Sous vide mode: how calculate the times ?

With the APO in Sous vide mode is quicker to cook than in traditional Sous vide,
but is there any reference to calculate how long do I need to cook in SV ?
I mean in general depending what´s cooking and in new recipes that are not in the App.

Hello! We can help. For sous vide recipes, there is no change! Take that same time and temp, set the oven to sous vide mode, pick your temp, set it to 100% steam, and cook it for the same time as if you were cooking in water bath!

Ok. Thanks.

You are welcome! Happy cooking

You mention using 100% steam in sous vide mode, but the recipe for sous vide spatchcocked chicken has steam off. What determines steam off or on in sous vide mode

Could you please explain the apparent contradiction, here you state 100% steam for sous vide mode, but the recipe for spatchcocked chicken requires steam off. Should steam be on or off in sous vide mode?

sous vide mode can be used with or without steam! 100% steam mimics sous vide in a bag. The spatchcock chicken uses sous vide mode (which still cooks at a perfectly precise wet bulb temp) but it is not adding steam in an effort to keep the skin dryer for better crisping and browning. This is also explained in the recipe notes as well!

Thank you, so skin crisping ability is the reason to omit steam in this case

Bingo!

I gather with the stream on, sous vide becomes time dependent since the stream is at 212F. Setting the prone to a lower temp, say 135F, does not provide sous vide results. In doing this today my roast went to 148F on the 135F setting.

Hi Jerry, real SV cooking or oven SV will always be time dependant.

Are you able to provide more details that will helps us help you?

It was my understanding in sous vide the the food is brought to the target temperature and held there… Less dependent on time which in this case is largely unpredictable. If I need to be there at time certain, I might as well just cook in the normal fashion. Sous vide offers no advantage

The steam is not 100C. Set the oven at your target temp, 100 RH and it will be very close to traditional sv. If you’re using a higher oven temp and cooking to internal temp (turbo sv) you must remove your food once it’s done.

That is exactly what you will get if you use the APO in sv-mode and at 100% RH if you set the temperature of the oven to your desiret target temperature. But it will be some time requirements, you need time to heat the core of your food, time to reach your wanted tenderness and time to make your food safe to eat. But these times are the same in traditional sv and in the APO. And most food in sv is relatively insensitive to one or two extra hours, exception eggs and fish in my experience.

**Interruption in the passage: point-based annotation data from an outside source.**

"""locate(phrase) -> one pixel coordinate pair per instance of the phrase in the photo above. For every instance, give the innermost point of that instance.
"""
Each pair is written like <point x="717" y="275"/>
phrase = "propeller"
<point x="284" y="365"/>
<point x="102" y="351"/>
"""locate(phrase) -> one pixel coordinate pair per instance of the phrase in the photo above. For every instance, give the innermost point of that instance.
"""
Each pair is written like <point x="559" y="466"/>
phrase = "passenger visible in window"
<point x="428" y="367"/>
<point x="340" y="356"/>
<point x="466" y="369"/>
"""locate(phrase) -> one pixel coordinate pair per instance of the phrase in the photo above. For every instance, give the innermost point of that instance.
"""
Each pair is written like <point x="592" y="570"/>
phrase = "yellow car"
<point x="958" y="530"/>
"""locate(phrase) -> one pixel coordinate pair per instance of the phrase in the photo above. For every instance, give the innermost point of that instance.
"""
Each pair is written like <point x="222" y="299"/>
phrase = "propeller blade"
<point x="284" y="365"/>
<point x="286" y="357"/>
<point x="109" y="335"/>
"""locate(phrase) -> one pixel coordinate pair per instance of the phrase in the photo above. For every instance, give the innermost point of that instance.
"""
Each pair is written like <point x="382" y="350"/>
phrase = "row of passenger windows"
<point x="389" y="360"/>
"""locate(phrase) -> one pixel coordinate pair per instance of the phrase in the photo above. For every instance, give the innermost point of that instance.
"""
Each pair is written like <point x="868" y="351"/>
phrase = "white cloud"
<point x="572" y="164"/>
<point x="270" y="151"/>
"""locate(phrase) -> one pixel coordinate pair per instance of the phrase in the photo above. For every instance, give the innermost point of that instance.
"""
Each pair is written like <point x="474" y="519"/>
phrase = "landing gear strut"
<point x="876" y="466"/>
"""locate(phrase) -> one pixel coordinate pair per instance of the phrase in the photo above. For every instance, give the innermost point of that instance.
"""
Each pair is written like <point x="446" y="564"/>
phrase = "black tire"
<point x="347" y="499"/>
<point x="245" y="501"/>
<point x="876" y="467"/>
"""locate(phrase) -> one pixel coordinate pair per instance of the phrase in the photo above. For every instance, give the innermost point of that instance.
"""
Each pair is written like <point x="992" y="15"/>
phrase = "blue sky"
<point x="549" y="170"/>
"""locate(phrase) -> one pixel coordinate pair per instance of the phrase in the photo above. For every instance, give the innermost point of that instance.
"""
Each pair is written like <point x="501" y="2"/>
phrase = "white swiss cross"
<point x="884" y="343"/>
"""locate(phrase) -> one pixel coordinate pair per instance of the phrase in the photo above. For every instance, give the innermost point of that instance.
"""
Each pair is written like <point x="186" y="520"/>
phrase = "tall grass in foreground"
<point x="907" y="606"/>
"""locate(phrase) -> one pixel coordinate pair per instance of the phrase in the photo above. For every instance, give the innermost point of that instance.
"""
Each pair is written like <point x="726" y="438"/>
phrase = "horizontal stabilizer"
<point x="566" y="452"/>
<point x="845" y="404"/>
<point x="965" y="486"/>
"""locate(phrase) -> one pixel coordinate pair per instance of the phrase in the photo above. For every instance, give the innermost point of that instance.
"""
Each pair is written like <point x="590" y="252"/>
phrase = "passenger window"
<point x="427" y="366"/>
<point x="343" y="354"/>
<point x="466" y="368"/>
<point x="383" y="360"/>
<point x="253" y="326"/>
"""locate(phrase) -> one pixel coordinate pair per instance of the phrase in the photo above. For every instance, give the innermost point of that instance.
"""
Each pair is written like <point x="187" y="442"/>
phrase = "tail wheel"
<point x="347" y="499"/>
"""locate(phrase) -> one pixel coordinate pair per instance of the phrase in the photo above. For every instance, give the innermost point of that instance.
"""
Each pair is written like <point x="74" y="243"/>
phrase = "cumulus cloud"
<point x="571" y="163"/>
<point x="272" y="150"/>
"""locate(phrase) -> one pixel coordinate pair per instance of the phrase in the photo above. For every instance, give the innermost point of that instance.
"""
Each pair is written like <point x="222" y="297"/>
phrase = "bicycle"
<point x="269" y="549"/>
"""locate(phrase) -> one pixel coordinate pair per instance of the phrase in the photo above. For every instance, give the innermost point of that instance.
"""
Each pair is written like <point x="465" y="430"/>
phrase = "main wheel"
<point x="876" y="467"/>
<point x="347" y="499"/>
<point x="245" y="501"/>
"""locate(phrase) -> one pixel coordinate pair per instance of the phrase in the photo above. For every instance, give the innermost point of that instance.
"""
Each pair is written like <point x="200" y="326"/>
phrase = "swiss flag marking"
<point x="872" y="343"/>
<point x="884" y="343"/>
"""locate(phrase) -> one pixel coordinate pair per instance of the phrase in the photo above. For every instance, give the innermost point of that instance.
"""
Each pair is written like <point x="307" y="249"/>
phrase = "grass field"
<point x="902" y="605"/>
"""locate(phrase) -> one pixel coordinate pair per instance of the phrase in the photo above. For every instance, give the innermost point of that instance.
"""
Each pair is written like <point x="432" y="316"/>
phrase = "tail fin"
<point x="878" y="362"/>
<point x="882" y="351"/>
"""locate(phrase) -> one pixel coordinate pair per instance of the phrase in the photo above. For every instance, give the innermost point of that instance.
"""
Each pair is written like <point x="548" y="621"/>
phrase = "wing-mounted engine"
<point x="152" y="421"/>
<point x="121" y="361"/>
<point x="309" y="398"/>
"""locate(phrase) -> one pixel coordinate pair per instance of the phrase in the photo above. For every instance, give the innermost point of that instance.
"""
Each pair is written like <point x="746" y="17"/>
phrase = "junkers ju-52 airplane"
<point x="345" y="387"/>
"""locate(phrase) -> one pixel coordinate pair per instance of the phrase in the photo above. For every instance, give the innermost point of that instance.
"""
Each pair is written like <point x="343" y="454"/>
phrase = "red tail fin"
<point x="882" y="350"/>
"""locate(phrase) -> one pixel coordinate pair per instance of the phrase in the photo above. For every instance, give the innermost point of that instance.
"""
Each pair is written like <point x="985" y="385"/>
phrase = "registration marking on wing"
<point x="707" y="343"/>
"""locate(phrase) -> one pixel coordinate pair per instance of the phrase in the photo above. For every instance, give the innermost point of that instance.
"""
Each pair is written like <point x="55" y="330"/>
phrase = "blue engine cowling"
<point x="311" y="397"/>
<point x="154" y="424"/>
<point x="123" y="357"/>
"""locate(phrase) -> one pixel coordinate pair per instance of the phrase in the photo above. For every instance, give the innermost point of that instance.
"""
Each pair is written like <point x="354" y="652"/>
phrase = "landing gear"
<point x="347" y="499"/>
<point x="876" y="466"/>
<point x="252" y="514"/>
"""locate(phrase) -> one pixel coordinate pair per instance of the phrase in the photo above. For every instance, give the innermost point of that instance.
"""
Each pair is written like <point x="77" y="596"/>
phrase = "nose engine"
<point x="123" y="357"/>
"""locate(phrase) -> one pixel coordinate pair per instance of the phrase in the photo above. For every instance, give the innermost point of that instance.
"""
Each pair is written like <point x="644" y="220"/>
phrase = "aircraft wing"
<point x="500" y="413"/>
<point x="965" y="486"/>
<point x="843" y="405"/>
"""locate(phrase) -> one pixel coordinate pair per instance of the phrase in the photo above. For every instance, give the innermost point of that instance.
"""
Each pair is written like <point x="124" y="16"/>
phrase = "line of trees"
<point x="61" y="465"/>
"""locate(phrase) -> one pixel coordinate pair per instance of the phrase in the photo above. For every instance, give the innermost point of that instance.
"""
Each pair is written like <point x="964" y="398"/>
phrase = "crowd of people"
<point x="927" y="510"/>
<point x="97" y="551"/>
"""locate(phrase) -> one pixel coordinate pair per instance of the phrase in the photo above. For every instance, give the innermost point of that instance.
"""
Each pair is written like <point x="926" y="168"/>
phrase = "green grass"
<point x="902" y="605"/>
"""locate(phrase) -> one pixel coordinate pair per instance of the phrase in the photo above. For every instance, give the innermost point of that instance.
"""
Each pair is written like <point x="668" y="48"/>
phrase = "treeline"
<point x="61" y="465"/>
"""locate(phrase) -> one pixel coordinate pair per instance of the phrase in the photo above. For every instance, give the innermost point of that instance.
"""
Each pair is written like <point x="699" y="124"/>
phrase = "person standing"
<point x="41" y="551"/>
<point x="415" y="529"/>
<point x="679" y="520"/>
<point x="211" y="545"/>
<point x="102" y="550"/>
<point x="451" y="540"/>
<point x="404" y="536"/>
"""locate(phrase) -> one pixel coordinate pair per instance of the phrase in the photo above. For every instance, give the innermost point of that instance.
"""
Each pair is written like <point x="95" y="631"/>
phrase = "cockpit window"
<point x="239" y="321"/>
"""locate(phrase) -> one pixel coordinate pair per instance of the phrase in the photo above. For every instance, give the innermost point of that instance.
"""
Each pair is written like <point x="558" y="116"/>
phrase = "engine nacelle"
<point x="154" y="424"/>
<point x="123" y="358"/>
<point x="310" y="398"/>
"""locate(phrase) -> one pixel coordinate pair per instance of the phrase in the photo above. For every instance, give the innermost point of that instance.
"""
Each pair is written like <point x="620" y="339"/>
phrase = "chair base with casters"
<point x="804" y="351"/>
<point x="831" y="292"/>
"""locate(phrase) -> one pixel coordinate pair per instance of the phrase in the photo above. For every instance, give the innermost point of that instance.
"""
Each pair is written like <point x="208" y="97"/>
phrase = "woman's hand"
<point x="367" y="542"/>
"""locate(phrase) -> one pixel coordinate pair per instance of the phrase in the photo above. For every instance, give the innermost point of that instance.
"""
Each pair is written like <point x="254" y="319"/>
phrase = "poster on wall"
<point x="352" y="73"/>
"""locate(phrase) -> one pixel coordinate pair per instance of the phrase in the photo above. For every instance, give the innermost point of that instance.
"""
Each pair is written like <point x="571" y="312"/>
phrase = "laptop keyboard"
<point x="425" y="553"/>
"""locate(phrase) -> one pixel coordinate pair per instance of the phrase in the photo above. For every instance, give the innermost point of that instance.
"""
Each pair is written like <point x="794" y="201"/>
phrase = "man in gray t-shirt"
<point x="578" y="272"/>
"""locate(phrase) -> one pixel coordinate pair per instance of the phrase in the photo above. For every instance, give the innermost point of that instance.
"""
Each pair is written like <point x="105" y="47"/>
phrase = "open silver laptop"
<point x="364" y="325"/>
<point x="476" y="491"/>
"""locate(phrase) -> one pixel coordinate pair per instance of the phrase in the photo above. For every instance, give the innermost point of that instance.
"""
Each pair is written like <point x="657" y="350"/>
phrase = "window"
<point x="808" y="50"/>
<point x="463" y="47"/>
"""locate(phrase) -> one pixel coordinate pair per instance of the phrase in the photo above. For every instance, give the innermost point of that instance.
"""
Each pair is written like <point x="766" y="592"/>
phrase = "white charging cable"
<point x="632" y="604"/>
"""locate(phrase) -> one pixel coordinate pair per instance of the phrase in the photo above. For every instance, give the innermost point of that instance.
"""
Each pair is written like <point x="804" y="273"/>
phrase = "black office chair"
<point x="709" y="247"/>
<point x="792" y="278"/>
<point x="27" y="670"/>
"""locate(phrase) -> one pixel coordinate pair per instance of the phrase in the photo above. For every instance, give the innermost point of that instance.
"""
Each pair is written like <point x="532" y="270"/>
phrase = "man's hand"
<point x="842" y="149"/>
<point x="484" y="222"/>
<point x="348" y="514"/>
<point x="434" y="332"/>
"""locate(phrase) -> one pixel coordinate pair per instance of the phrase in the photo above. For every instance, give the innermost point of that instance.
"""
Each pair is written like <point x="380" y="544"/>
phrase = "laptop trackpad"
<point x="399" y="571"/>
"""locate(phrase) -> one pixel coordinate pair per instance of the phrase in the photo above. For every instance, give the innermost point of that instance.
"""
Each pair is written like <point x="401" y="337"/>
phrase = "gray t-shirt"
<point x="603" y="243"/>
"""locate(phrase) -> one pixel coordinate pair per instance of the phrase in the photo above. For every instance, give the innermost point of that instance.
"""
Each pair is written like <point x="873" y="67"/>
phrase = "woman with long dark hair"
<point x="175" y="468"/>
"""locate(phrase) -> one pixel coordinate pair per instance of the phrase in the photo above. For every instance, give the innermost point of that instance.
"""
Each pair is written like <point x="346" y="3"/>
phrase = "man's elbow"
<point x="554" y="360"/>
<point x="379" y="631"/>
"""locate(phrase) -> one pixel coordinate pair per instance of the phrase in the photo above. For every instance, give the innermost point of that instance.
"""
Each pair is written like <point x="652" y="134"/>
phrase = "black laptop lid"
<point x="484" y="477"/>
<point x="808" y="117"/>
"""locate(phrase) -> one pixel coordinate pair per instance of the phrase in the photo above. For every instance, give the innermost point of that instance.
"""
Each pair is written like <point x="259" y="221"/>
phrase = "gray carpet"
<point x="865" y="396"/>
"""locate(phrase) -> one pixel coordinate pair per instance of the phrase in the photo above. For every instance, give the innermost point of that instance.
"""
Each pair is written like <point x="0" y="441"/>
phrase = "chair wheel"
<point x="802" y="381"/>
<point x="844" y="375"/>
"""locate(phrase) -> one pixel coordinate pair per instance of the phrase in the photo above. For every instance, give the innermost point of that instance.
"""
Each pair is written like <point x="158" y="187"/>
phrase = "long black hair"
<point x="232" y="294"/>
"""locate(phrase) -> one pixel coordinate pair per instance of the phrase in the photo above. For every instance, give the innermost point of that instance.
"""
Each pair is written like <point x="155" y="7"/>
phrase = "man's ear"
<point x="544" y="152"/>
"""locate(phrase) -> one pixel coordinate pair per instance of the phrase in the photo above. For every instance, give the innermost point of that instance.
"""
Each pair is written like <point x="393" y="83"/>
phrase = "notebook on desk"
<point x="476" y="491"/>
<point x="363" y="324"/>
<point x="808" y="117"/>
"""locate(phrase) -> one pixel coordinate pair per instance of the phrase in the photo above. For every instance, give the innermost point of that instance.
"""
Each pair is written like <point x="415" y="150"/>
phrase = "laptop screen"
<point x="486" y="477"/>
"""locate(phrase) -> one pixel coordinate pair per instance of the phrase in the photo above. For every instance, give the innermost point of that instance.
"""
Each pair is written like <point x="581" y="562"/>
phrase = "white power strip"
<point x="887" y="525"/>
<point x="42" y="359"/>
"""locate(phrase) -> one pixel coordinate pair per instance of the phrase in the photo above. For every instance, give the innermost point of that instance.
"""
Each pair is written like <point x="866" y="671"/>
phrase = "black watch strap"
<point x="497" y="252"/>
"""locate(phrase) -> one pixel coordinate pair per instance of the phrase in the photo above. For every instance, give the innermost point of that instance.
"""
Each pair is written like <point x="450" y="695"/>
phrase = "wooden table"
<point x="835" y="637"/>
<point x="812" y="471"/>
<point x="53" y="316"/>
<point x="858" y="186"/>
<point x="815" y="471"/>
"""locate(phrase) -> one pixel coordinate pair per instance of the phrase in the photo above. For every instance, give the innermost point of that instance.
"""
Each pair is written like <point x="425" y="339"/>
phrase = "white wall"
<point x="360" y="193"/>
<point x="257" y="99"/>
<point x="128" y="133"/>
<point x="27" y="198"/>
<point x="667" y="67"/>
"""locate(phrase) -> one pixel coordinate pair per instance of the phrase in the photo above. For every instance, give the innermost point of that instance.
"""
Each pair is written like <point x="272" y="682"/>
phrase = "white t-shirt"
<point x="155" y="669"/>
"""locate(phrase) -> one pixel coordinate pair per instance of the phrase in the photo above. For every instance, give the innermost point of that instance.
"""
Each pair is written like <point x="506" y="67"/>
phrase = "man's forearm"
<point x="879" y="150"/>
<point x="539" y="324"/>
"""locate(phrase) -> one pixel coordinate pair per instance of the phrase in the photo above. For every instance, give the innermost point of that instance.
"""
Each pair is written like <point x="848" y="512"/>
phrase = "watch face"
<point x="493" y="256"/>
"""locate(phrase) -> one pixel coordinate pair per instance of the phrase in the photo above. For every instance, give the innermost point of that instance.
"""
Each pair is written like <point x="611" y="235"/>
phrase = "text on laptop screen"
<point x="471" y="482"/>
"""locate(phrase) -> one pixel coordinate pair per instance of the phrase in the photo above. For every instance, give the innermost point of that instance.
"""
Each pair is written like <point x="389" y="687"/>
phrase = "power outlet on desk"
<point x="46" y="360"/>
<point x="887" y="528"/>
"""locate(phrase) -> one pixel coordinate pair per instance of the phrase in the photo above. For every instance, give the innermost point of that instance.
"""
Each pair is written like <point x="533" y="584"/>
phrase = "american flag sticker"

Your understanding is almost totally correct, Jerry, and Ragnhild is correct. Yes, in traditional SV using a water bath the core temperature of a food item is raised to the target temperature. It can be held at that temperature for as long as you plan to. Competent cooking requires planning.

At typical SV cooking temperatures the time required to achieve equilibrium depends on thickness and is precisely predictable based on temperature and thickness. Additional SV cooking time can be employed to increase tenderness according to the item being cooked, - tender or tough.

Beef tenderloin is judged sufficiently cooked once its target temperature has been achieved. Beef chuck roast will benefit from considerably longer cooking time because it’s a tough cut of meat. The benefit of the SV technique is there is considerable latitude in cooking time due to low temperature and seldom an exact time certain end point with meat and poultry.

Thicker and tougher cuts have greater latitude in cooking times and that provides a substantial advantage over conventional cooking techniques. The precise control of doneness, enhanced tenderness, and the ability to repeatedly replicate outcomes are bonus advantages.

This was a test, an eye of round which is always tough that I had hoped would benefit from sv tenderizing and a reverse sear. Having it run almost 15F over the target temperature was an unwelcome surprise. I am not sure the oven method of sous vide gives me what I want there, since it’s just too unpredictable. I love the oven for its other features, but I think I’ll leave beef out of the mix.

Thanks for that feedback. In this case it was especially sensitive to an hour delay. I understand now and appreciate the help.

The APO can sous vide at any temp with full humidity, not just 212F. If your roast was over the set temp its likely there is a malfunction in your oven, and we can help! Please email support@anovaculinary.com and we’ll assist ASAP.

I did that, but have had no reply

Hey Jerry, for certainty please help us with some added details of the eye of the round test cook.

What do you think caused the temperature over run.

What was the actual oven temperature setting?
What was your planned cook time?

We want you to enjoy the proven advantages of the SV technique, particularly with tough cuts of meant like eye of the round.